KKTC Cumhurbaşkanlığından yapılan açıklamada, kendi temel ilkelerinden uzaklaşan AB’nin Kıbrıs konusundaki yanlı tutumunun bir kere daha gözler önüne serildiği bildirildi.
Açıklamada, “Avrupa Birliği’nin kendi temel ilkelerinden uzaklaştığı, bunlara aykırı hareket etmeye devam ettiği ve Kıbrıs konusunda yanlı tutumunu ısrarla sürdürdüğü anlayışının bir kere daha gözler önüne serildiği bahse konu talihsiz açıklama, haksız bir şekilde AB üyesi yapılan Güney Kıbrıs’ın bundan cesaret ve güç alarak bu üyeliği tehdit ve şantaj unsuru olarak kullanmasına ve uzlaşmaz tavrını sürdürmesine ne yazık ki hizmet etmektedir.” ifadeleri kullanıldı.
AB’den beklentinin Kıbrıs Türkü’nün egemenlik talebini dikkate alması ve buna uygun şekilde hareket etmesi olduğu vurgulanan açıklamada, Annan Planı çerçevesinde yapılan referanduma Türk tarafının çoğunlukla “Evet” dediği halde AB tarafından cezalandırıldığı kaydedildi.
Kıbrıs Türk tarafının 1968’den beri süren müzakerelerde Türkiye ile birlikte yapıcı tutum sergilediği belirtilen açıklamada, şu görüşlere yer verildi:
“Kıbrıs Türk halkının iradesine ve bu siyasetin gerekliliği olarak atılan adımlara AB’nin saygı duymasını bekliyoruz. Kıbrıs’ta en az Rumlar kadar egemen ve eşit olan Kıbrıs Türk halkının en doğal hakkı olan uluslararası ilişkilerini geliştirmeyi bile kabullenemeyen bu çağ dışı anlayışla hedeflenen, Kıbrıs Türkü’nü dünyadan her anlamda tecrit ederek nefes aldırmamak, yıldırmak ve federasyon kisvesiyle Rum tarafına yama ettirmektir. Bu türden çağ dışı ve evrensel insan haklarına aykırı bir zihniyete karşı durmak, gelecek nesillere ve halkımıza karşı en büyük sorumluluğumuzdur. Açıkça vurgulamak istiyoruz ki ana vatan Türkiye’yle birlikte ortaya koyduğumuz, halkımızın büyük destek verdiği ve müktesep egemen eşitlik ve eşit uluslararası statümüzün tescil edilmesini hedefleyerek Kıbrıs Türk halkının egemenliğini her hal ve koşulda gözeten yeni siyaset, adım adım KKTC’nin statüsünü yükseltmektedir. Türk Devletleri Teşkilatına gözlemci üye olarak kabul edilen KKTC, emin adımlarla hız kesmeden onurlu mücadelesine devam edecektir.”
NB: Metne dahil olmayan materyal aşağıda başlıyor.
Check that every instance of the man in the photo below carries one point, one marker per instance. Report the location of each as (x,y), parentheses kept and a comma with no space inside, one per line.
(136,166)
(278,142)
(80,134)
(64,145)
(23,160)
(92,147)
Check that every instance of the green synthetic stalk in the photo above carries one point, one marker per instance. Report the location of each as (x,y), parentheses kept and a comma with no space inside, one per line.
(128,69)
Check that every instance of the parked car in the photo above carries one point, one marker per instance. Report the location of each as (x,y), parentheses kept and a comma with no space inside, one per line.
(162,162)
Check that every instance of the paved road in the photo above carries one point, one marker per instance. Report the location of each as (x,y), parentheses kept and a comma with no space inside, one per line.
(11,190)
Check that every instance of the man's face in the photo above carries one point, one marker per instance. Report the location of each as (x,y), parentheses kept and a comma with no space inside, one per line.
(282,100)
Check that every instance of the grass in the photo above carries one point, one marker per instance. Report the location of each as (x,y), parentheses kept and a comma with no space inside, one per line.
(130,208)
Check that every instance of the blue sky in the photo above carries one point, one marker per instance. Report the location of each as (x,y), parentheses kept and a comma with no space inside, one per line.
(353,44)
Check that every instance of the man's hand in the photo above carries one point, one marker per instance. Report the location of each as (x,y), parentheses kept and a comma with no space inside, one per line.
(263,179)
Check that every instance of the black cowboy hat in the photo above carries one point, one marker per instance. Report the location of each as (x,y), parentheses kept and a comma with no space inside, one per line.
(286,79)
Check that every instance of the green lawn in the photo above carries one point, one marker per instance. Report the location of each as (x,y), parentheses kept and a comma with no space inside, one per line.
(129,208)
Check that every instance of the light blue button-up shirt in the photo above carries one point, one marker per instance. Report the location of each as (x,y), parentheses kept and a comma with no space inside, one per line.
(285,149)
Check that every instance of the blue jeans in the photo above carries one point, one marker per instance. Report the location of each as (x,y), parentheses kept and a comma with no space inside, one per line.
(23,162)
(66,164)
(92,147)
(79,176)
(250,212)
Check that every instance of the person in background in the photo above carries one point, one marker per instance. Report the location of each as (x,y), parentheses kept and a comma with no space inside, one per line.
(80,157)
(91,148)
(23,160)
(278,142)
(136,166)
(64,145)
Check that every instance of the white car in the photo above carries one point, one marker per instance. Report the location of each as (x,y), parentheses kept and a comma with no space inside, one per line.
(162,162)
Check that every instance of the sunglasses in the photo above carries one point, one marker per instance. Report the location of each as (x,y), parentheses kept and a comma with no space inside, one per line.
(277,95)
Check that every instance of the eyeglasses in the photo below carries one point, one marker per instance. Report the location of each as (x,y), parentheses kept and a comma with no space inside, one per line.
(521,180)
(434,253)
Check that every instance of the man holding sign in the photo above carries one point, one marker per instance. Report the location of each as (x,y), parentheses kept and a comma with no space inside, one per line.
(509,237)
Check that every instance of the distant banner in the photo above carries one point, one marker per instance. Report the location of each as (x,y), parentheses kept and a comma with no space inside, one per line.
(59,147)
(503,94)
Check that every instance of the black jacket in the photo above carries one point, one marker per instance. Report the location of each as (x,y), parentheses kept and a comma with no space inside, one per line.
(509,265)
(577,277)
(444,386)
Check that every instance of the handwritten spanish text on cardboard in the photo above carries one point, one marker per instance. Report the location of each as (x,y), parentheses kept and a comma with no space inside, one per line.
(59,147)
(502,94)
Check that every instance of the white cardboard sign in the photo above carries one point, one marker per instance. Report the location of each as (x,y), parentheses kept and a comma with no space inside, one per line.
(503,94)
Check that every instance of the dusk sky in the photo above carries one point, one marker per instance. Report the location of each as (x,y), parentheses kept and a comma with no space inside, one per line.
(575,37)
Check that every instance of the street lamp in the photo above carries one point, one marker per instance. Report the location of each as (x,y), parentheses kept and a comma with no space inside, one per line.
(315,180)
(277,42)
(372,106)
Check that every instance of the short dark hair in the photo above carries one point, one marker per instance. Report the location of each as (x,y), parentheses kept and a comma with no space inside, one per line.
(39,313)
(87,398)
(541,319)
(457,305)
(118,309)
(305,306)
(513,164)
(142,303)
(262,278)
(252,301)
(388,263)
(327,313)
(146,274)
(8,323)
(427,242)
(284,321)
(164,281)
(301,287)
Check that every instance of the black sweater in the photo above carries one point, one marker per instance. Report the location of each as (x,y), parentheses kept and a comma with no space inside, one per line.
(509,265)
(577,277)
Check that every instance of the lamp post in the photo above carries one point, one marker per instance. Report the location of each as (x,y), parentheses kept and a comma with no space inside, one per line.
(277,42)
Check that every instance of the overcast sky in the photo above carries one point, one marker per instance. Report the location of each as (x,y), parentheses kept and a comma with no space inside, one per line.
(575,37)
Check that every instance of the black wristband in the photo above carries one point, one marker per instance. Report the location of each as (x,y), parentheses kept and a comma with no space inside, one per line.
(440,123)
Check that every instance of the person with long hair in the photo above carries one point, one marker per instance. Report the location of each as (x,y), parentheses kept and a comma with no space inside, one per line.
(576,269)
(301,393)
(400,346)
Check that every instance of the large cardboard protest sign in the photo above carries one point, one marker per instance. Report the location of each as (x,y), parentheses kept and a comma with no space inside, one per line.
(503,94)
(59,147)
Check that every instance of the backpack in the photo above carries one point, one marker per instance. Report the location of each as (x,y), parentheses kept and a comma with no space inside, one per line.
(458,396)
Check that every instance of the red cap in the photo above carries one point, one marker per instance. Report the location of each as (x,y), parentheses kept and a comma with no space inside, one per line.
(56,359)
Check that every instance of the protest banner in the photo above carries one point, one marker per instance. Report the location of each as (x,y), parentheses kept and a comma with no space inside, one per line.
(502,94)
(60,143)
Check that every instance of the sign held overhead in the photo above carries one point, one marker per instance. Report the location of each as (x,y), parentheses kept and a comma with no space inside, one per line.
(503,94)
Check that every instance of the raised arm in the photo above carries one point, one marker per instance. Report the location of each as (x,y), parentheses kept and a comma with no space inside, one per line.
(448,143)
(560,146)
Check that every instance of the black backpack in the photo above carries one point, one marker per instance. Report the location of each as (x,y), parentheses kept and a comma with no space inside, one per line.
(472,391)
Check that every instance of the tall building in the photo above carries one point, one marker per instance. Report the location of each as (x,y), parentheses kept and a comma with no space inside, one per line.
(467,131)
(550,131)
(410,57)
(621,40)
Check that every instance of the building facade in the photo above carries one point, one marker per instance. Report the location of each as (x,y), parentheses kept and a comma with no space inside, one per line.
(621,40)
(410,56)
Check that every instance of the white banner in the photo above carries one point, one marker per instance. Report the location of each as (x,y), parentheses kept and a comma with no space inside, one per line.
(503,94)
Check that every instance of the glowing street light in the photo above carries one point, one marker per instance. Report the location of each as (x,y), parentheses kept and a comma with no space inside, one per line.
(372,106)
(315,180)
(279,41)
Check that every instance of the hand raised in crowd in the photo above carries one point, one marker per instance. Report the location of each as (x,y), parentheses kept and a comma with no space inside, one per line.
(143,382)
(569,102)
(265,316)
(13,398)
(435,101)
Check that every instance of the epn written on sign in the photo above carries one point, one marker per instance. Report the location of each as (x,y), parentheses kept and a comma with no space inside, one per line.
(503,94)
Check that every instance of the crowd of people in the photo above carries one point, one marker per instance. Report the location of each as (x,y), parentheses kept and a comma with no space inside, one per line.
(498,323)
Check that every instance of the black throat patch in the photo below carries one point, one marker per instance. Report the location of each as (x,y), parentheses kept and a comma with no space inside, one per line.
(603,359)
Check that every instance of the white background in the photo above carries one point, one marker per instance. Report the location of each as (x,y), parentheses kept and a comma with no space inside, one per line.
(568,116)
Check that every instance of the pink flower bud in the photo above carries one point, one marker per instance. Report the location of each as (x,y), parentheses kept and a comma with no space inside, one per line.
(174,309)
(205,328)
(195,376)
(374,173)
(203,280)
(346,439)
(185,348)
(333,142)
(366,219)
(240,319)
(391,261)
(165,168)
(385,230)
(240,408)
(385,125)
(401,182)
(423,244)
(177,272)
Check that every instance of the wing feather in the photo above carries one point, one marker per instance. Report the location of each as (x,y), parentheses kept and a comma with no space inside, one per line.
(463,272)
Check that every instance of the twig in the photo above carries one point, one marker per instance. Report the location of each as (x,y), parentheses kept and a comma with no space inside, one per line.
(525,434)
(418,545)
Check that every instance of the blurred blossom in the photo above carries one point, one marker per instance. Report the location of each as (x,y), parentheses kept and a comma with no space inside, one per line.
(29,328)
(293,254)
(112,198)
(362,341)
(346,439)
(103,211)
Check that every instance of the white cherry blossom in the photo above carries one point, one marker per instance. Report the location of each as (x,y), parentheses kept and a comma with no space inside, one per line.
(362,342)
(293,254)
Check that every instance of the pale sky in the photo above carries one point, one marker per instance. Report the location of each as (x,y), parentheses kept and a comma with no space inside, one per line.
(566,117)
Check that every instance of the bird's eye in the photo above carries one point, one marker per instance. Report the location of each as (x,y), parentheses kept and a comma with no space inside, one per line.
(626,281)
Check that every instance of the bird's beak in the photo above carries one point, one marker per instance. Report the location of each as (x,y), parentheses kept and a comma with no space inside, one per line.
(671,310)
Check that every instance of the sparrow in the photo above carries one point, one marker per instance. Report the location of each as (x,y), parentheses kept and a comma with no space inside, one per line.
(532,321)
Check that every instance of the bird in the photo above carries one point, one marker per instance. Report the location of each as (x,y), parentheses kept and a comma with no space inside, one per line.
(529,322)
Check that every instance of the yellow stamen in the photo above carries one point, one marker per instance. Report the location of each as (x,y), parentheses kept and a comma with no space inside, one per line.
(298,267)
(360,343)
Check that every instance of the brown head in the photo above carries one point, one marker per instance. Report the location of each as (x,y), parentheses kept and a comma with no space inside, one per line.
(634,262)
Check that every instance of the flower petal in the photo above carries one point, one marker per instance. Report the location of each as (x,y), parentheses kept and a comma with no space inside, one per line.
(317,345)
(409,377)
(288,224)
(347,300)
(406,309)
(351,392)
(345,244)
Öte yandan KKTC Başbakanı Ünal Üstel de yazılı açıklama yaparak AB’ye tepki gösterdi.
Üstel, açıklamasında Avrupa Birliği Komisyonu’nun Kıbrıs konusuyla ilgili söz söyleme hakkına sahip en son yer olduğunu ifade ederek, KKTC’nin Türk Devletleri Teşkilatına gözlemci üye olarak kabul edilmesine tepki gösteren Avrupa Birliği Komisyonu’nu kınadı.
Üstel, açıklamasında şu değerlendirmelerde bulundu:
“Bugüne kadar Kıbrıs Türkü’nü yok sayan, onu izolasyonlar ve ambargolarla yıldırmaya çalışan, Kıbrıs konusunda uluslararası anlaşmaları ve hukuku hiçe sayan, bölünmüş sorunlu bir yer olan Kıbrıs’ın, hukuka aykırı bir şekilde AB’ye alınmasına ses çıkarmayan Komisyonun açıklamaları bizim için yok hükmündedir. KKTC’nin Türk Devletleri Teşkilatı gözlemci üyeliğine kabul edilmesi, Kıbrıs Türk halkının varoluş mücadelesini taçlandırma yolunda çok önemli bir adım olmuştur. Bu durumu, Kıbrıs konusunda haktan, adaletten uzak olan AB Komisyonu gölgeleyemez. Kıbrıs’ta iki ayrı egemen devlet var ve bu gerçek er ya da geç dünya tarafından kabul edilecektir.”